(@jvoung, lead for Google’s C++ Nullability project)
Chad, I’m very supportive of the idea, in general, of getting flow-sensitive Nullability checking into Clang. However, at Google, we’ve been developing a flow-sensitive checker for a few years now and, based on our experience, we think it’s not a simple task to get it into the compiler with acceptable performance. But, it definitely seems worth a try.
For our part, we’ve developed a ClangTidy check as an alternative. It still gives good quality diagnosis, but separate from the compiler. You can find our code at crubit/nullability at main · google/crubit · GitHub. Next year, one of the major goals for the project is to upstream the ClangTidy check into the clang/llvm repo so it is generally available. We would love your help if you’re interested in working with us! It’s about 10k lines of check code and 10k lines of tests.
A few more points:
- From our analysis, Nullable is the wrong default. Of the hundreds of millions of lines of code we’ve analysed, Nonnull is far more prevalent. In third-party libraries we import, the ratio is 4:1 and in our own code (for historical reasons) 6:1. So, Nonnull as the default is preferred from the perspective of reducing syntactic noise.

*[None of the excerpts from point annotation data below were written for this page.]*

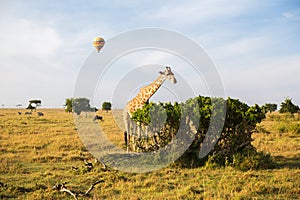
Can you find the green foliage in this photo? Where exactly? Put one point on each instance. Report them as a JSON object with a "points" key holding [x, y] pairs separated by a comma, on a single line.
{"points": [[69, 105], [288, 106], [33, 104], [106, 106], [81, 105], [235, 137]]}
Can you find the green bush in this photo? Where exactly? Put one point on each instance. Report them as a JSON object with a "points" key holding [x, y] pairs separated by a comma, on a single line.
{"points": [[233, 146]]}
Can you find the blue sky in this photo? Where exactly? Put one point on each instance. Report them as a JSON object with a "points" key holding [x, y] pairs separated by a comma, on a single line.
{"points": [[254, 44]]}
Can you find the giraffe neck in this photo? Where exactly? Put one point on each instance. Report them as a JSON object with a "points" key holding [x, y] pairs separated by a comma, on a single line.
{"points": [[144, 95]]}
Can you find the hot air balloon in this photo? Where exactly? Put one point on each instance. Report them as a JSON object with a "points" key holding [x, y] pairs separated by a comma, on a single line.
{"points": [[98, 43]]}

- To support incremental adoption in legacy code, you also need an “unknown” state, which identifies a pointer as being neither nullable nor nonnull, and is treated optimistically. This avoids overwhelming developers with false positives for pointers that are “really” nonnull, but have not been annotated yet. For us, this is the right default to start with. Once code has been annotated, the file should be marked (say, with a pragma) as “nonnull default” so that going forward pointers are in only one of 2 states. For an excellent discussion about the need for an explicit, 3rd, unknown state (and the inspiration for our design), see [2105.06081] Gradual Program Analysis for Null Pointers.
- We’ve found that a simple boolean model results in too much noise for legacy code, because developers use complex reasoning about their pointers. We use a relational model for our booleans, modeling state as formulas and using a SAT solver to reason about Nullability. This is costly, but also reduces false positives by about 6x. It’s unclear though if its strictly necessary – for some codebases, the higher false positive rate (or, for new code, the stricter constraints) will be worth paying for if it means the feature can be integrated directly in the compiler.
I discussed our system at a little more length in my C++ Now talk earlier this year: https://www.youtube.com/watch?v=3zQ4zw4GNV0.
I’ll leave it @jvoung to continue the discussion. But, overall, we’d love to see this become a standard Clang feature!